Şimdi yapılacak sadece korku filmleri var. En azından kapıların kontrplak ile kaplanmış olması iyi!
Bu zamana kadar lisansüstü eğitimimi tamamlamıştım, halkla ilişkiler ve reklamcılık bölümünde çalıştım ve onunla sokakta tanışıp kötü durumu öğrendikten sonra merkez ofis olarak bizimle çalışmayı teklif ettim. Maaşın ne olduğunu Tanrı bilmiyor, ama … çok boş zaman, rahat çalışma koşulları, iyi bir ekip. Çocuklu ve evli bir kadının başka neye ihtiyacı var?
Çalışmaya başladı. Ve … "burası kötü" deyin. Onun da bir yüksek öğrenimi var (!!!) ve tüm bu doçentler size bir hiçmişsiniz gibi bakıyorlar. Ona dürüstçe söylüyorum: "ve sen onlarla karşılaştırıldığında bir hiçsin." Gücenmiş! Sonra ona bırakmasını teklif etmek zorunda kaldım çünkü kişi işi baştan sona doldurdu ve hatta yanlış zamanlama yaptı.
D-3 obüsü, bu işletmenin işçilerinin İkinci Dünya Savaşı'ndaki zafere katkısına tanıklık ediyor.
Daha sonra? Sonra asansör kursları ve asansör çalışmaları vardı. Ama biri asansörüne sıkıştıktan sonra bu işten kovuldu. Şimdi emekli ve temizlikçi olarak çalışıyor, bu da Tanrı'nın her şeyi gördüğünü ve “bütün kız kardeşlere küpeler verdiğini” bir kez daha kanıtlıyor. Sosyal asansör kendi isteğiyle birini bir süreliğine üst kata çıkarır, ama aslında sen hiç kimseysen, o zaman dükkân başkanının eski babasına rağmen seni alt kata gönderir. Yani, baba hayattayken her şey yolundaydı, baba gitti ve "kolektif çiftlik bitti" - her şey hemen kötüye gitti. Tabii ki, kişi için üzülüyorum, ama ona nasıl yardım edebilirsiniz? Mümkün değil!
Tesisin etrafındaki tüm alan … sürekli bir "çöküş bölgesi". Bitkinin kendi topraklarında bir su kulesi olması ilginçtir (fotoğrafta kırmızı daire içine alınmıştır). İlginç olan nedir? Ve Kaliningrad bölgesindeki Zelenogradsk şehrinde tam olarak aynı kulenin, ilk önce bir otele - en tepeye ve ikinci olarak, yukarı doğru çıkan tüm döner merdivene - orijinal "Kediler Müzesi" ne dönüştürülmesi gerçeği.

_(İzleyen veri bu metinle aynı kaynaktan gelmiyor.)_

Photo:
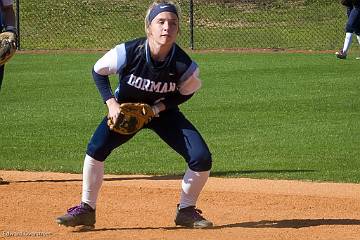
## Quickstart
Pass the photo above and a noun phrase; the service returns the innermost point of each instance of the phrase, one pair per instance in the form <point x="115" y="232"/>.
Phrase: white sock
<point x="191" y="186"/>
<point x="93" y="174"/>
<point x="347" y="42"/>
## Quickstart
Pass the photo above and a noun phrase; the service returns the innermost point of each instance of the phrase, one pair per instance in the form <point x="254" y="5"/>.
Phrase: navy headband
<point x="163" y="7"/>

Acaba fabrika ne zaman harabeye dönecek, yerine ne yapılacak ve bu kule neye dönüşecek? Ben şahsen burada şık bir "Eğlence Parkı" düzenlemeyi öneriyorum, ancak elbette bu proje ucuz değil.

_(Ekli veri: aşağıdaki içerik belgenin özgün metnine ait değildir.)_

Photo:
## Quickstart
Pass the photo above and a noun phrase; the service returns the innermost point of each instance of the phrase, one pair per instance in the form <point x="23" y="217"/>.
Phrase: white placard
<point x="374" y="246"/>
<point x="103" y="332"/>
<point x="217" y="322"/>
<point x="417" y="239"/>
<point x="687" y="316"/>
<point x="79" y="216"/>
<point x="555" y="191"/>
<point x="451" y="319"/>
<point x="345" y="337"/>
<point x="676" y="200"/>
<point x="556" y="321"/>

Ve burada, "Genç Bir Adamın Meslek Seçiminde Düşünceleri" (1835) adlı makalesinde, bunun tam olarak nasıl yapılması gerektiği ve ne yapılması gerektiği hakkında son derece iyi yazdığı zaman, Karl Marx'tan başkasının ne kadar doğru olduğunu söylemek doğru olur. Burada bir kişiye yardım edin ve koşullar müdahale eder. Bu yüzden, muhtemelen, sadece genç erkeklere değil, aynı zamanda bugün kızlara da okunması gereken bu kompozisyonudur. Alaka düzeyini kaybetmedi!*
* K. Marx ve F. Engels İlk eserlerden. M., 1956.-- S. 1 - 5.